- Mount Nangtud Location within Visayas Mount Nangtud Location within Philippines

Highest point
- Elevation: 2,074 m (6,804 ft)
- Prominence: 921 m (3,022 ft)
- Listing: Second-highest peak in Panay; Third-highest mountain in the Visayas;
- Coordinates: 11°16′03″N 122°12′26″E﻿ / ﻿11.26762°N 122.20721°E

Geography
- Country: Philippines
- Region: Western Visayas
- Province: Capiz, Antique (disputed border)
- Parent range: Central Panay Mountain Range

Geology
- Mountain type: Fold mountain

Climbing
- First ascent: 1977-Expedition organized by: Gov. Evelio B. Javier
- Easiest route: Lombuyan Trail, Barbaza, Antique; The only established route and used by hikers.

= Mount Nangtud =

Mountain in the Philippines

Mount Nangtud is the second highest peak on the island of Panay, in the Philippines and third highest mountain in the Visayas, after Mount Kanlaon and Mount Madja-as. With an elevation of 2074 m above sea level, it is located geographically within Jamindan, Capiz bordering with Barbaza, Antique. Mount Nangtud is famous for its "sea of clouds" and rich for its diverse flora and fauna and mossy forest. It is part of the Central Panay Mountain Range, the longest and largest mountain range in Panay and Western Visayas.

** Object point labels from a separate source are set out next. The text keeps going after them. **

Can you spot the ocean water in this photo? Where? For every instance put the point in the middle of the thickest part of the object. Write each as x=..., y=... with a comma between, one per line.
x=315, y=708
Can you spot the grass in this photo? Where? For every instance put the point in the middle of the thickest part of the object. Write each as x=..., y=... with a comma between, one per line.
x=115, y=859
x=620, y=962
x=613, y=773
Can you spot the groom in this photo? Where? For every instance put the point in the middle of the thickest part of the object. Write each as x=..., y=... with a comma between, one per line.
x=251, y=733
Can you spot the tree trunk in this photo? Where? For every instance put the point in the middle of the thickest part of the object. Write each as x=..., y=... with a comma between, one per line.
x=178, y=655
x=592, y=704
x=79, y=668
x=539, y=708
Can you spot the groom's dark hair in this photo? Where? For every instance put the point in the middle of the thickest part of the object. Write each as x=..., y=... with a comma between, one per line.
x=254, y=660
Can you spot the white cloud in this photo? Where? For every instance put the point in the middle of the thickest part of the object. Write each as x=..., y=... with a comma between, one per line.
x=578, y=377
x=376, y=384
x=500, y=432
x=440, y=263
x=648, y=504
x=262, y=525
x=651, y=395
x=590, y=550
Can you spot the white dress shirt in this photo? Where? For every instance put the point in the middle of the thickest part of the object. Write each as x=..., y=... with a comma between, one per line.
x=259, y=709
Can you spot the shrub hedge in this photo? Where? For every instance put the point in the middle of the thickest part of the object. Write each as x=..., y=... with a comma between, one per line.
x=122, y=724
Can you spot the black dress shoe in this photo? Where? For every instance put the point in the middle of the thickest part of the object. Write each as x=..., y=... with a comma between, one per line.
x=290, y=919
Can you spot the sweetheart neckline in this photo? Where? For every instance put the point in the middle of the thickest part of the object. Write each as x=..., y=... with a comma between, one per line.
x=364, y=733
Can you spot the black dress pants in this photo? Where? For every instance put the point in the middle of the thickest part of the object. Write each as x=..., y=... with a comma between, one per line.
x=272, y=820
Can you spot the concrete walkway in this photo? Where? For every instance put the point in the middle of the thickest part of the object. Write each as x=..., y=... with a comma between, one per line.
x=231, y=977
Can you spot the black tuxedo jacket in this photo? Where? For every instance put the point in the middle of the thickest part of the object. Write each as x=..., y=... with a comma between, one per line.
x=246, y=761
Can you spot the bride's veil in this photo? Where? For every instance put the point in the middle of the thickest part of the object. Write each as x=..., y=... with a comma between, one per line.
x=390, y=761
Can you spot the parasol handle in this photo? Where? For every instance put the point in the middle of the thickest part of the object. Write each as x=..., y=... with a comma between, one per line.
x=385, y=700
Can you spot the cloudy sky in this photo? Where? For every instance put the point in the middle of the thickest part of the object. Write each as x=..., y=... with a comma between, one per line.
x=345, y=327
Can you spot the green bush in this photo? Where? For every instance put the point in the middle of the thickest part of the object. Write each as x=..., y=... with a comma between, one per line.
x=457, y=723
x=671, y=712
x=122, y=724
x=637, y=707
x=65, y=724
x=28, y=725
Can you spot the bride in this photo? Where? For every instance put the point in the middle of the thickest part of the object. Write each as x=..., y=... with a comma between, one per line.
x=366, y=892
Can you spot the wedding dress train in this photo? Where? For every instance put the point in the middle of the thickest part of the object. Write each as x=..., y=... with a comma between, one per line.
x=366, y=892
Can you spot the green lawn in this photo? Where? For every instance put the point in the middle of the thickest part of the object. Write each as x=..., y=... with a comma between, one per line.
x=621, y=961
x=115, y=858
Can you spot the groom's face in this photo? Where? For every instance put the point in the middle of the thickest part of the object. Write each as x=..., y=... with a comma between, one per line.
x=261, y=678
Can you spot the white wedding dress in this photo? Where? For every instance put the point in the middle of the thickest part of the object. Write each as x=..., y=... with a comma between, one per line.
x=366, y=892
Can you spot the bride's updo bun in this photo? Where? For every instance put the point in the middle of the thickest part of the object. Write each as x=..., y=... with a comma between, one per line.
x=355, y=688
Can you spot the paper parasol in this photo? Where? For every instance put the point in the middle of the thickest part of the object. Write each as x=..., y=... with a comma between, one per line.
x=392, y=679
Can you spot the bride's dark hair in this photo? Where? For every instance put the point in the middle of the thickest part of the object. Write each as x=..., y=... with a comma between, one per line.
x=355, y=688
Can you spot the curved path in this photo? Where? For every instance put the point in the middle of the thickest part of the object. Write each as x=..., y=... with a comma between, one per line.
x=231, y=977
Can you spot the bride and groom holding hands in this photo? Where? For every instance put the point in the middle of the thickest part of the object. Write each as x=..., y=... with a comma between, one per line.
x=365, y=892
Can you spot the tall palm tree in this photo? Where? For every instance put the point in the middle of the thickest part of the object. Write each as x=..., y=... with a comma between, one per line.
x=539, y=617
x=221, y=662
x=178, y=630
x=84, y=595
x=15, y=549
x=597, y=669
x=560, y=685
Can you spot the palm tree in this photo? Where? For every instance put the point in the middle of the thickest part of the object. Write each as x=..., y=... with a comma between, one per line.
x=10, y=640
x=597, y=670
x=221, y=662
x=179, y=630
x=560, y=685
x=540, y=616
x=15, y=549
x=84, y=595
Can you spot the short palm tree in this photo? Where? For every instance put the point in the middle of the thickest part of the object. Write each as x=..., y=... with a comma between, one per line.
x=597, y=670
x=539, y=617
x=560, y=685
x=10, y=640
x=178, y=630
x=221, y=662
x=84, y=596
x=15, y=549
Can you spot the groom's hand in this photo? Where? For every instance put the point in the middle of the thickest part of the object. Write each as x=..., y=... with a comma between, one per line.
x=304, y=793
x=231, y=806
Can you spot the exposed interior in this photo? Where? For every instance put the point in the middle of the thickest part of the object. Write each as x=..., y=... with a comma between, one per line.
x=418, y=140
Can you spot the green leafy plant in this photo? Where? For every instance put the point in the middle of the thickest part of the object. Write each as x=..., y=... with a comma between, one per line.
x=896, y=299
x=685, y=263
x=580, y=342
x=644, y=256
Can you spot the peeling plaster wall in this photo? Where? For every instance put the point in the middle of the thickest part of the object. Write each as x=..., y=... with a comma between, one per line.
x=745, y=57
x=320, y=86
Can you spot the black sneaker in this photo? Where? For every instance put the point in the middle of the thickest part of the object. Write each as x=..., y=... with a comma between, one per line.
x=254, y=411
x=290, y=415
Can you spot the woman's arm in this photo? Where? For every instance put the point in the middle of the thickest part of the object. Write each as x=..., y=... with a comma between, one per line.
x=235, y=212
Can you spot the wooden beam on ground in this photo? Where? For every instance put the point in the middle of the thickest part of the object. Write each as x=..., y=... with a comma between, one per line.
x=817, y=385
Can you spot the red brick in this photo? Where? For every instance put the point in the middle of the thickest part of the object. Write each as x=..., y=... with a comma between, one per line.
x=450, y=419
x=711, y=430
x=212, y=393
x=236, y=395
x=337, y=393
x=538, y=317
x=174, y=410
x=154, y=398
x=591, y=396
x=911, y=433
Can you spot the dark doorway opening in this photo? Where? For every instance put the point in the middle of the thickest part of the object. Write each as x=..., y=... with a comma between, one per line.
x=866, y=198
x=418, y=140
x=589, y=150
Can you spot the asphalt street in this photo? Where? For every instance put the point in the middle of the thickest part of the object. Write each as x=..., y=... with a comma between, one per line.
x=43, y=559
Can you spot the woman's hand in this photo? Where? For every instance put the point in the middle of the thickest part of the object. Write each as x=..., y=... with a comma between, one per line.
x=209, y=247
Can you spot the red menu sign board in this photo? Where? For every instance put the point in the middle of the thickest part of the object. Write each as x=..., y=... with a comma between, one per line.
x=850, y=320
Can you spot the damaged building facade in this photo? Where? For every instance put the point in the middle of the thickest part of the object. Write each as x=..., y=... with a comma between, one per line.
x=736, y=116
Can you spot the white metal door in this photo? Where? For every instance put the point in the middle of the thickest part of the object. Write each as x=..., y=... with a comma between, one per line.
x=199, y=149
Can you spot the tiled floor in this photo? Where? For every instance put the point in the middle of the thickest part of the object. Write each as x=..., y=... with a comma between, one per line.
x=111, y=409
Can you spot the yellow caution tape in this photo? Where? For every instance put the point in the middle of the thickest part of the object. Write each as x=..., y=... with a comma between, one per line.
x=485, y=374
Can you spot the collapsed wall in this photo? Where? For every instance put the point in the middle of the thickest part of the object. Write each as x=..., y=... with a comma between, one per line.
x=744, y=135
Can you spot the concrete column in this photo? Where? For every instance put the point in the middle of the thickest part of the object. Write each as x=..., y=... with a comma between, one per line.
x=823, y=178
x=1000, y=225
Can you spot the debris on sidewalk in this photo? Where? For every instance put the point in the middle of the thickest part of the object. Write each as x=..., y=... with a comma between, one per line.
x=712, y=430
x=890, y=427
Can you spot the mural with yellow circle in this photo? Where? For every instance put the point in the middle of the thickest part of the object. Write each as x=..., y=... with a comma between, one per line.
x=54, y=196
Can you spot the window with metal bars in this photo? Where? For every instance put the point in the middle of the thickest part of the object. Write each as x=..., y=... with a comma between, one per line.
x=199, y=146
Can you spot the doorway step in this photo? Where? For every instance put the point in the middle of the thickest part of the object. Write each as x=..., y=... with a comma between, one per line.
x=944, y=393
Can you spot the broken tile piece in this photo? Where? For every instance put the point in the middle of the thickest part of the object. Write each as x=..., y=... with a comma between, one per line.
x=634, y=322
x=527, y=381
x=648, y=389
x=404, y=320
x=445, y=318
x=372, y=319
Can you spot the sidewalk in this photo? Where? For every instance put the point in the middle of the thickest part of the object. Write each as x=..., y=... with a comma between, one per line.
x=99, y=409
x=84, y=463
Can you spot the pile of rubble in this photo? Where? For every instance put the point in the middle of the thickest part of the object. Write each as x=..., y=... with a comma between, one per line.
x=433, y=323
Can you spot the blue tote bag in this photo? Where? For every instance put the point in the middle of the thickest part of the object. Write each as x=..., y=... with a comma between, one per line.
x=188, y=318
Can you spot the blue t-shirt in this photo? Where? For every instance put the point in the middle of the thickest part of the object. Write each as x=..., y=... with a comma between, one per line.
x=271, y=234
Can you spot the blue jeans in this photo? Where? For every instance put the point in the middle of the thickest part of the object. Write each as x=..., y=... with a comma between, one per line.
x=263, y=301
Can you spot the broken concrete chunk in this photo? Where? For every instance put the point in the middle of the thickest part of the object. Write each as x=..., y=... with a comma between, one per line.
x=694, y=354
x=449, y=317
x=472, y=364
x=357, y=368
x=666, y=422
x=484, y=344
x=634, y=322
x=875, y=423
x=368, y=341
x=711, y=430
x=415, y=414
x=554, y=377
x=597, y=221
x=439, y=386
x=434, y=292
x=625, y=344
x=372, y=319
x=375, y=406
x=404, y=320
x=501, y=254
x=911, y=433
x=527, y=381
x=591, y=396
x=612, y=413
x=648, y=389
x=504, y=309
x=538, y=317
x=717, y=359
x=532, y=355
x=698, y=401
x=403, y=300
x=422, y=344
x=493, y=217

" Knife Edge Trail " is the most famous and scenic trail in Mount Nangtud. Because of its geographic location on Panay island, it is technically one of the most challenging mountain to climb in the Visayas, with 8/9 difficulty, alongside Mount Baloy, Mount Madja-as and Mount Kanlaon.

The nearest peaks are Mount Kigas, Mount Dumara, Mount Bucayan, Mount Sipanag, Mount Dalangnan, Mount Nausang, Mount Balabag and overlooking Mount Madja-as to the northwest and Mount Baloy to the southeast.

==Geography==
Mount Nangtud is Panay island's second highest peak after Mount Madja-as. It is located in Central Panay Mountain Range of Jamindan, Capiz in the border of Barbaza, Antique.

Mount Nangtud is the source of Paliwan River, Kigas River, Bucayan River and the tributaries of Aklan River.